Тогда его переполняли восторженные надежды и удовлетворение от выполненного урока: в распоряжение Стратига он привез результат одиннадцатилетнего своего пребывания в Сколе – так называлась школа, куда Авеги приносили Соль Знаний, проще говоря, вразумляли отроков древнему искусству управления материями. Сколотов было всего трое, и каждый изучал свое направление в этом искусстве, и шел по своему пути познания, хотя перед всеми стояла одна и та же задача – воспроизводство забытых, утраченных человечеством видов естественно получаемых энергий. В то время Стратиг гордился своим детищем – программой «Соларис» и несколько раз наведывался на Тариги, чтобы лично убедиться, как продвигаются дела с восстановлением технологии получения топлива на основе фотосинтеза. Сколот занимался этой темой весь срок учебы, и еще пять лет назад первые образцы топлива были произведены и испытаны на специальном секретном полигоне, который построил Мамонт, будучи Страгой Нового Света. Однако Стратиг после испытаний забраковал продукт, поскольку сразу же выявилось его двойное назначение: соларис можно было использовать и как оружие. Заряженный в обыкновенный баллон со взрывателем, по принципу вакуумной бомбы, он был способен стереть в порошок среднее европейское государство.

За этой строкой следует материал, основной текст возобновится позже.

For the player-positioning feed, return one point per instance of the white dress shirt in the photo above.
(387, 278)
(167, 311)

Новый соларис создавался на той же основе, однако со строго мирными качествами и под опосредованным наблюдением Стратига, поэтому претензий быть не могло. Сколот теперь вернулся с килограммом готового продукта, упакованного в простой солдатский вещмешок, безопасного, как гранитная крошка, например, которой посыпают тротуары, однако вершитель судеб вдруг заметно потерял интерес. Его печальный и суровый взор не дрогнул, даже когда ученик продемонстрировал неведомый миру вид топлива, который с виду и в самом деле напоминал каменную красноватую крошку. Сколот активизировал несколько гранул, расплавил в камине сначала жестяной совок, потом массивные, кованые каминные щипцы – огня хватило бы еще, чтоб года два отапливать просторное жилище, но Стратиг велел затушить огонь и остался сидеть с отсутствующим видом.